Integer overflows are sometimes difficult to discover, and because of this, even carefully censored code is sometimes unavoidable. --[2.0 integer Overflow What happens when an integer overflows. The ISO C99 wrote: "An overflow does not occur when the calculation involves an unsigned number of operands, because if the result cannot be represented by an unsigned integer, the result of the calculation is truncated by the maximum value that can be represented by an unsigned integer and one for the value of the modulo operation.
The modulo operation is the remainder of the division that we often say. Example: 10 5 = 0 11% 5 = 1 [Translator: The following paragraph is not very good to express, the original text in this, meaning is still very clear. ] So reducing a large value modulo (maxint + 1) can is seen as discarding the portion of the value which cannot fit into a
n Integer and keeping the rest.
In C, the modulo operator is a% sign. Take an example to see what is "nondeterministic behavior": There are two 32-bit unsigned integers, a and B, and we assign the maximum value of a 32-bit integer to variable a, assigning a value of 1 to B. We assign a and B to another 32-bit integer R:A = 0xFFFFFFFF b = 0x1 r = A + b now due to A and B's and cannot be represented by 32 bits, according to the ISO standard, the result is with 0x100000000 modulo truncation is short. R = (0xFFFFFFFF + 0x1)% 0x100000000 r = (0x100000000)% 0x100000000 = 0
The truncation of the modulo method ensures that only the lowest 32 bits are valid, so the integer overflow causes the computed result to be truncated to the width that the variable can represent. This is often referred to as the "wrap around", as the result in the previous example returns to 0.

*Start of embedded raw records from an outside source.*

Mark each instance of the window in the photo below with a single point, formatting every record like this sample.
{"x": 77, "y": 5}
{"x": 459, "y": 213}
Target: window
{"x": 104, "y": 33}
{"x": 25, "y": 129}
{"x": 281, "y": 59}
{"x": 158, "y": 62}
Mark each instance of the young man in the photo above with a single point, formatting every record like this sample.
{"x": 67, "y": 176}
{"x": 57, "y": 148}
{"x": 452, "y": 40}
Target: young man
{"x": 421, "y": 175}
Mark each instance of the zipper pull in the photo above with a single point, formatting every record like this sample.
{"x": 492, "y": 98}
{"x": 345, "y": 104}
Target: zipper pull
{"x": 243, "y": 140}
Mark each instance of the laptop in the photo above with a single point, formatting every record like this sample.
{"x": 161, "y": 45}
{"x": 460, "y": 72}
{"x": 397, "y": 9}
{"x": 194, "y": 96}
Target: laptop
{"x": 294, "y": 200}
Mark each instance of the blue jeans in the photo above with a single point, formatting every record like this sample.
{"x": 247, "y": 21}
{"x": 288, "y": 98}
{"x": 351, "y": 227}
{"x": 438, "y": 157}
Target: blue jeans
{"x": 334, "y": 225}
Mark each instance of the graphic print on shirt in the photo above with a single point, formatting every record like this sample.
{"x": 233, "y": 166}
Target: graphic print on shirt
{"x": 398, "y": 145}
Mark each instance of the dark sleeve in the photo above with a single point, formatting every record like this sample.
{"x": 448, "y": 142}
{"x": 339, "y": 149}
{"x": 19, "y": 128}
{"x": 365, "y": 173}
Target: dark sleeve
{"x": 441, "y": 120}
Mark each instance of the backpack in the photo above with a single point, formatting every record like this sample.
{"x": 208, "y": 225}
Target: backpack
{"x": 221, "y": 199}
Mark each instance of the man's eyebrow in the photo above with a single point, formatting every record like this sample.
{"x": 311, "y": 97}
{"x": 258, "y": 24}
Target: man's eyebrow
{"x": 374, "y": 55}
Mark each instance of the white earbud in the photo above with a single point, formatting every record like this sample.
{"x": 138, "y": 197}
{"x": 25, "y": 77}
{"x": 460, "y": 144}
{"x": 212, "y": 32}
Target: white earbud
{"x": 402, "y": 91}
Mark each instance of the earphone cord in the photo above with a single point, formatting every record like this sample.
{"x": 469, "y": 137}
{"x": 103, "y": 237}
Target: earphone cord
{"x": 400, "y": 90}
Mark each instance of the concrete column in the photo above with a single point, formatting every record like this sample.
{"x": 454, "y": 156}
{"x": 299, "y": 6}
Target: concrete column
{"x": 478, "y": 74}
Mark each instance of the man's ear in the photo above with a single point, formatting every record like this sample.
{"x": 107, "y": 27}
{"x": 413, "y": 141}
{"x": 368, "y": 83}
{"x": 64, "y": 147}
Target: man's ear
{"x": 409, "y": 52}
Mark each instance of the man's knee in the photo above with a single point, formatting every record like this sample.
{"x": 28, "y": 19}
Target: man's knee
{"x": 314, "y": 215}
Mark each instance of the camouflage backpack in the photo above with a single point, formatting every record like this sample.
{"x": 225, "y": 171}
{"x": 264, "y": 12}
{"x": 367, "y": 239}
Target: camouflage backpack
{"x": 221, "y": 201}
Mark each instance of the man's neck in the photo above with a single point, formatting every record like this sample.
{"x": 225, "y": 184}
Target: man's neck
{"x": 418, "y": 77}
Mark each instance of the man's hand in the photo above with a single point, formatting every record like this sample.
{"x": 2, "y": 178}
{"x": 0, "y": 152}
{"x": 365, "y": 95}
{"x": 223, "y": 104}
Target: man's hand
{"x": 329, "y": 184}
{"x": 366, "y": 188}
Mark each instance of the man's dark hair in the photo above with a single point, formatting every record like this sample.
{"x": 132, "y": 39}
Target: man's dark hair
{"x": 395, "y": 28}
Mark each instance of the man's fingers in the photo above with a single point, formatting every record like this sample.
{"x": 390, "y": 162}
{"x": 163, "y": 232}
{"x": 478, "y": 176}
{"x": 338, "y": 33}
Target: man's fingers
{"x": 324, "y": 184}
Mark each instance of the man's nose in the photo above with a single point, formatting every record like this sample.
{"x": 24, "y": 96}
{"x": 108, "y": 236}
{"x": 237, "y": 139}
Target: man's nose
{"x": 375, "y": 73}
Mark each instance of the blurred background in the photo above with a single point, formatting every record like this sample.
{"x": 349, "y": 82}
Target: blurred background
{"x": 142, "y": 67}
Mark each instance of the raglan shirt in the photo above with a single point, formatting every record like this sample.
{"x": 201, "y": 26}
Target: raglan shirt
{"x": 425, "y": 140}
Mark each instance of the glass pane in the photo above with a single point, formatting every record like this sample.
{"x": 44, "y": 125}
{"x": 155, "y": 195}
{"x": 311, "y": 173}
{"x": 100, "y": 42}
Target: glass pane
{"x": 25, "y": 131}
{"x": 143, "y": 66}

----[2.1 Width overflow so an integer overflow is the result of assigning a variable a value that it cannot accommodate.
The simplest simulation of this overflow is to assign a large width value to a variable of a smaller width:/* Ex1.c-loss of precision/#include <stdio.h> int main (void) {
int l;
Short S;
char c;
L = 0xdeadbeef;
s = l;
c = l;
printf ("L = 0x%x (%d bits)/n", L, sizeof (L) * 8);
printf ("s = 0x%x (%d bits)/n", S, sizeof (s) * 8);
printf ("c = 0x%x (%d bits)/n", C, sizeof (c) * 8);
return 0; /* EOF/Result: nova:signed {m}/ex1 L = 0xdeadbeef (bits) s = 0xffffbeef (bits) c = 0xfffff
FEF (8 bits) in the example above, because each assignment exceeds the range that the left value can represent, they are truncated to the width of the left value. It is necessary to mention the integral type elevation here. When an operand with a different width is included in the evaluation expression, the smaller-width operand is raised to the same width as the larger operand, which is then computed, and the result is truncated again to a smaller width if the calculation is saved in a smaller-width variable.
Example: int i;
Short S;
s = i; Here the two operands have different widths.
So S is promoted to 32 bits, and then the value of I is assigned to S, and S is truncated back to 16 bits and saved.
If the result is larger than the maximum value s can represent, it will be truncated. ------[2.1.1 Vulnerability leverages integer overflow Unlike common bugs, it does not allow direct overwriting of memory or direct program flow, but it is more difficult to capture. The root of the problem is that the program cannot be preceded by an integer overflowCheck to see if the result will overflow.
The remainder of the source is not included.